Grandmama’s hands were pressed to her chest.

“We have to move into a yellow-star house,” Ervin said.

“A yellow-star house?”

“Our fair and wonderful government has decreed that all Jews in Budapest are allowed to live only in special houses marked by yellow stars. So we’ll have to move,” Ervin explained.

“That’s not possible! We’ve always lived here! This is our home!”

“Read it for yourself if you don’t believe me,” Ervin said, pushing me toward the poster.

“Of course I believe you,” I muttered. Still, I elbowed my way to the front of the crowd and read the notice. Ervin was right – we would have to leave our apartment in three days.

“Do you believe me now?” Ervin asked angrily. “The government decided which apartment buildings would become yellow-star houses,” he said. “Ours was not one of them, so we’ll have to move.”

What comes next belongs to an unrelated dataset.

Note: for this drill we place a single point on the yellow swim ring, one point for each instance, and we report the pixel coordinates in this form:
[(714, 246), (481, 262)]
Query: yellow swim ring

“Where will we go? We’ve never lived anywhere else. I love my room … my furniture … sitting on my window seat, reading. I don’t want to go someplace different.”

“We’ll stay with Miriam,” Mama said. “She sent us a message after you left for work this morning. Her apartment block became a yellow-star house.”

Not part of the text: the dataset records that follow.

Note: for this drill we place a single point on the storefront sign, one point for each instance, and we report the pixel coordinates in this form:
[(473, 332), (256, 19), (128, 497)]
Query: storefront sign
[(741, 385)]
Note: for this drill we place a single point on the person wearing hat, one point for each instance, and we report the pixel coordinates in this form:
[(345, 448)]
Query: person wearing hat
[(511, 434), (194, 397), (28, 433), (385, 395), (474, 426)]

“Does she have room for all of us?” Aunt Miriam, my twelve-year-old cousin, Gabor, and Uncle Laci lived in a three-room suite. Even with Uncle Laci gone, I couldn’t see how all of us could stay with my aunt.

“A Jewish family is allowed to occupy only one room in a yellow-star house,” Mama said. “Miriam will make space for us somehow. There won’t be room for all our belongings, though. We’ll take with us only what’s absolutely necessary. Oh, it’ll be so hard to decide what to leave behind. This is the only home I have ever shared with your father.” She looked wistfully at the honey-colored stucco building behind us. The sad group of women and children dwindled. When I turned to go inside, Ervin caught my arm.

“First having to wear a yellow star, now this,” Ervin said. “You wait and see, Marta. Before long, we’ll be rounded up like cattle and deported to work camps like Grandpa and Gran.”

“Shut up!” I cried. “Don’t you let Mama hear you say things like that! Do you want to upset her even more? We don’t know what happened to Grandpa and Gran. Stop
imagining the worst! Even if they have been taken away, maybe the camps aren’t such bad places.” The week before, we had received a postcard from my mother’s friend Ida, who was taken to a camp by the Waldsee in Austria. Mama’s friend had written that she was working hard but enjoying her beautiful surroundings.

“Don’t be so gullible, Marta!” Ervin said. “The postcards people get are fakes! The Nazis force prisoners to write them before killing them. Sam Stein knows. The Resistance knows.”

“But it doesn’t make sense. We are Hungarians. The government wouldn’t let anything so terrible happen to us,” I snapped. “I refuse to believe such foolish rumors even for a second. Mama told you to stay away from Stein and his crazy friends!”

“You’re like everybody else,” Ervin said. “Nobody will believe the members of the Resistance when they try to tell people the truth. I don’t understand why.”

There seemed nothing left to say, so we went into the courtyard. Grandmama was sitting on a wrought-iron bench by the staircase. I touched her arm.

“How will Aron find us when he returns home?” she asked. Her lips were white, her hands trembling. She looked much older than she had just a few short hours ago.

“If we’re not here when Papa gets home, Aunt Miriam’s apartment will be the first place he’ll look for us,” Ervin reassured her.

“Are you feeling all right, Grandmama?” I asked. “You’re so pale. Let’s go inside so you can rest.”

Grandmama sighed. “Who has time to rest? But yes, let’s go inside. I want to help your mother decide what to take with us to Miriam’s.”